Étrangement, il eut été beaucoup plus simple pour ceux qui s’érigent en gardien de décisions prises par d’autres, d´expliquer qu’il y avait peu avoir des préparations contradictoires mais que cette option avait été abandonnée dès le départ, raison pour laquelle l’ordre avait été annulé (et manifestement effacé). A contrario leurs cries d’orfraie sont des plus inquiétants sur ce sujet, cela dénote d’un profond malaise sur la vraisemblance de la version qu’ils assument depuis 25 ans, l’intervention Turquoise déclenchée par la France dans un but purement humanitaire… Une version bien éloignée des errements que nous avons connus au niveau des unités opérationnelles, plus encore avec les frappes aériennes que nous devions effectuer contre le FPR, objet du prochain article…

Dossier 1 prépa raid sur Kigali

Un peu de documentation sur l’opération Turquoise au Rwanda

Je ne suis pas sûr que le débat politique sur le rôle de la France dans le drame rwandais se tiendra dans les conditions actuelles de température et d’hygrométrie de nos parlementaires…

La justice, les historiens, les journalistes d’investigation continuent leur travail d’exploration de ce sujet inabouti, et je donc mets en ligne quelques documents, à la disposition de ceux qui cherchent à reconstituer le puzzle des évènements.

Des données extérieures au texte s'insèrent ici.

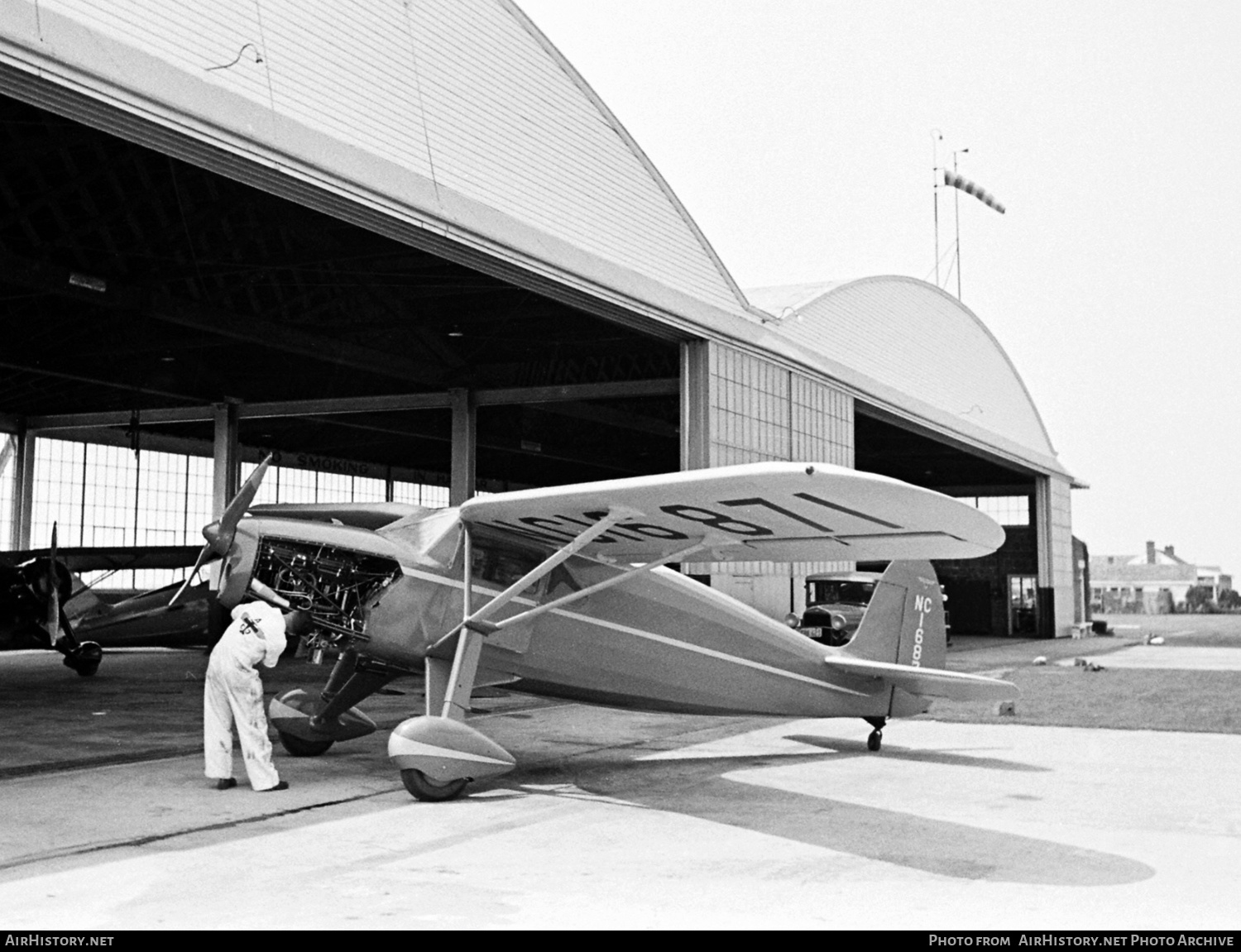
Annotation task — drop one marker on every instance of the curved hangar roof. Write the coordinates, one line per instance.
(457, 127)
(916, 349)
(441, 122)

Je regrette évidemment que mon roman sur l’opération Turquoise, Vents sombres sur le lac Kivu, soit aujourd’hui une des versions les moins romancées de cet épisode compliqué et j’invite ceux qui souhaitent en avoir une image réaliste à le lire.

rapport fin de mission Turquoise Rwanda 1994_Guillaume Ancel

rapport fin de mission Turquoise Rwanda 1994_Guillaume Ancel

Un rapport complet mais très synthétique, avec les références de l’archivage militaire.
Toute remarque sur l’aspect politique de cette mission était contrainte par le « devoir de réserve » et il m’avait été demandé expressément de ne pas en faire état par écrit. Les aspects traités sont donc surtout techniques.
Je le publie in extenso, même si les conclusions me semblent complétement obsolètes aujourd’hui, notamment sur l’absence de visibilité de MSF qui avait d’autres raisons.

 

article Nouvelle Revue d’Artillerie_Rwanda déc1994

article Nouvelle Revue de l'Artillerie Rwanda déc 1994
article Nouvelle Revue de l’Artillerie Rwanda déc 1994

Et puis, en guise d’illustration, cet article de fin 1994 dans la presse interne de l’armée de terre, – la très sérieuse Nouvelle Revue de l’Artillerie -, qui traite de manière technique mais sans ambiguïté de l’orientation initiale de la mission Turquoise.

Il est intéressant de noter le décalage avec le « réhabillage » construit dans les années suivantes, tel que décrit aujourd’hui encore dans la Version Officielle de cette opération, comme si nous devions cacher les décisions politiques prises à l’époque.